There’s no harder month to endure at the movie theater than August. Even runner-up January occasionally provides a quirky, fun movie that surprises… but August? Blech.

So can someone please explain what happened in August 2015? There was not only one (The Gift) but two (Straight Outta Compton) really good movies. And The Man from U.N.C.L.E. wasn’t too shabby either.

And now comes American Ultra. It may be the weakest of the bunch, but it’s still light years ahead of typical end-of-summer fare. Don’t look now, but August might not stink anymore.

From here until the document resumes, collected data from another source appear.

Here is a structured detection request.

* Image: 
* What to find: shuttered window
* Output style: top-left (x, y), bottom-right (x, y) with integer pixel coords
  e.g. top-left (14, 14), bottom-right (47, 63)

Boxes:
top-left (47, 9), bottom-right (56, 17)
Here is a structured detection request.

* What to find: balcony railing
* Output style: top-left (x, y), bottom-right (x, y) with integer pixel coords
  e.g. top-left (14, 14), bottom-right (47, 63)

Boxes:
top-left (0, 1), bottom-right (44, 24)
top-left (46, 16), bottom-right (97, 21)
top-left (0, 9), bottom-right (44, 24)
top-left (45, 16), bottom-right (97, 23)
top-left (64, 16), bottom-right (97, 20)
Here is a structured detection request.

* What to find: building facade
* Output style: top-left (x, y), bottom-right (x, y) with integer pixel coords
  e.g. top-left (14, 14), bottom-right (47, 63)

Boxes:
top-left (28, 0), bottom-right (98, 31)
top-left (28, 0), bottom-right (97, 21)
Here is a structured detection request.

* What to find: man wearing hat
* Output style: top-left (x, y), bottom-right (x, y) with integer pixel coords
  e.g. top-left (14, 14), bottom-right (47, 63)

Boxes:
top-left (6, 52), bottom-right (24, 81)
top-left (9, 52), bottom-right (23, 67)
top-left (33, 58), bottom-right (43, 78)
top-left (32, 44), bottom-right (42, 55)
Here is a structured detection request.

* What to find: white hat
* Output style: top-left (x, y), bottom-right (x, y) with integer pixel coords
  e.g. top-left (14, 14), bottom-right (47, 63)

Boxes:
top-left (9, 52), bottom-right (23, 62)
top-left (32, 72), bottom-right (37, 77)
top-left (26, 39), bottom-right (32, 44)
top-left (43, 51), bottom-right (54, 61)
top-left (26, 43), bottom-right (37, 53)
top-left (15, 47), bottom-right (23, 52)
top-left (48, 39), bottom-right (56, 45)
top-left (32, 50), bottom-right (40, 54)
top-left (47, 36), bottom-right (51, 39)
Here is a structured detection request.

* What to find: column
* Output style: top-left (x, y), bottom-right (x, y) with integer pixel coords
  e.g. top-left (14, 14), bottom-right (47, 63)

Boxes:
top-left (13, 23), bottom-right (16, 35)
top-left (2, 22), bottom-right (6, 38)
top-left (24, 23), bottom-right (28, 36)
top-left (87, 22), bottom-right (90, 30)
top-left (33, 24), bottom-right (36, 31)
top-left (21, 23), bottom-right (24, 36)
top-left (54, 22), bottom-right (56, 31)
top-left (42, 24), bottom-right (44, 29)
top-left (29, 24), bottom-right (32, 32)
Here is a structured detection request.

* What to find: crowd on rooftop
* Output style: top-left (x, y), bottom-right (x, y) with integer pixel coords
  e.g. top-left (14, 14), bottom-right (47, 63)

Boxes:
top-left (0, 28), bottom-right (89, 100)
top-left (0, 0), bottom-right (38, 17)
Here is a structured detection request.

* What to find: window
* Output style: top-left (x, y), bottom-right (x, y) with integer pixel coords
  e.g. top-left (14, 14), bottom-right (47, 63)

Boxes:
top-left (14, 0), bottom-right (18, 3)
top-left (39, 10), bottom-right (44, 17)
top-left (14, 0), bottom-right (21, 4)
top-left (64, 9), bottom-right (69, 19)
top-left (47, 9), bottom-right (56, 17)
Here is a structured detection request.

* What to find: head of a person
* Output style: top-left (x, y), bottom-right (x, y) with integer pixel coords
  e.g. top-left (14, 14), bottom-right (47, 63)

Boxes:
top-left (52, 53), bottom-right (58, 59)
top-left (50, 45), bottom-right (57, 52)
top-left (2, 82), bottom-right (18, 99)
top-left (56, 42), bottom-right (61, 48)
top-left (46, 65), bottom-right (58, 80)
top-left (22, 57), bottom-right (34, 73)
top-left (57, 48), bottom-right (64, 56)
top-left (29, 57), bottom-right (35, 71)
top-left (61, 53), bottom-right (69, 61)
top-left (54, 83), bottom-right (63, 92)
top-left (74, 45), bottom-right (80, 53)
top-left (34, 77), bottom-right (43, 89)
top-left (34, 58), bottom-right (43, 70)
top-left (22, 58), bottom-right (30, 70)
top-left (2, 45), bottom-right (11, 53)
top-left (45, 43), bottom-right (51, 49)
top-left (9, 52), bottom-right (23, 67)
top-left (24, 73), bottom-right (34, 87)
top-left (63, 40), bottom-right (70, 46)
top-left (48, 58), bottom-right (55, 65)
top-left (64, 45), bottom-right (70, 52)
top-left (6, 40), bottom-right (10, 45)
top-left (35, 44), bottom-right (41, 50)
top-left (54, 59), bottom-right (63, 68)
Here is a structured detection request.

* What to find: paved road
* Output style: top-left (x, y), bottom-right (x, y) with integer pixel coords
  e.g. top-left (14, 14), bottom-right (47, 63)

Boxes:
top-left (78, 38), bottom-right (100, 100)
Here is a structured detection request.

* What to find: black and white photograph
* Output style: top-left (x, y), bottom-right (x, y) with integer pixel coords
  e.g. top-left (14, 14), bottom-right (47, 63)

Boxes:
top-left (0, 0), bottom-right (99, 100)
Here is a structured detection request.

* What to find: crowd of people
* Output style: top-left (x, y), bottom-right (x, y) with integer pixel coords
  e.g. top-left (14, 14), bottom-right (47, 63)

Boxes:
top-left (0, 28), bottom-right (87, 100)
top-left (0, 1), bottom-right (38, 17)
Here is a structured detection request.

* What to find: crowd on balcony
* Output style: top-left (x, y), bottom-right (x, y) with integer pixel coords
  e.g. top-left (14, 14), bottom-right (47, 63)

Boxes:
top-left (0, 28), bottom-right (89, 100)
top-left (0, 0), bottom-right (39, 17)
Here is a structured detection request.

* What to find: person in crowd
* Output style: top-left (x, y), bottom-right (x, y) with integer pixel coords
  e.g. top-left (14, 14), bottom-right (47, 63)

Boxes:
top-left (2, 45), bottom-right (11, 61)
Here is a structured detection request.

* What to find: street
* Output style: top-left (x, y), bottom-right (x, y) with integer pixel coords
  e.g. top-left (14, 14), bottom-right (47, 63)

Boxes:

Picture Jason Bourne as a pothead, and you’ll be at least headed in the right direction with American Ultra. Jesse Eisenberg is Mike Howell, a stoner dude who spends his days as a cashier at a run-down convenience store in podunk West Virginia. What he doesn’t know is that he used to be part of Ultra, a covert CIA operation that turned petty criminals into trained killers… but that was before they erased his memory.

When a megalomaniacal CIA honcho (Topher Grace) decides to eliminate all traces of Ultra (including Mike and the rest of the former guinea pigs), Mike’s old CIA boss Victoria (Connie Britton) realizes she has no choice but to “re-activate” him, so he can defend himself.

Meanwhile, Mike’s stoner girlfriend Phoebe (Kristen Stewart) is just as confused as Mike is with his newfound ability to dispatch armed assailants– using only a spoon and a dustpan.

Director Nima Nourizadeh (Project X) does a nice job amping up the action (and, good gracious, the violence), but it comes at the expense of some finer points, which would have helped make American Ultra a more even, complete movie. There’s gobs and gobs of undeniable chemistry between Eisenberg and Stewart (re-teaming for the first time since 2009’s criminally underrated Adventureland), but woefully little time is spent showcasing it.

The script by Max Landis (Chronicle), meanwhile, is generally fun and certainly full of kickass-ery, but there are so many homages (to everything from Natural Born Killers to Miller’s Crossing to Scott Pilgrim vs. the World to even The Big Lebowski) that it ends up feeling more derivative than reverential.

Despite those faults, American Ultra still manages to work. And if nothing else, it adds to the fervent hope (hooray!) that maybe–just maybe–August may no longer be a vast wasteland of movie nothingness every year.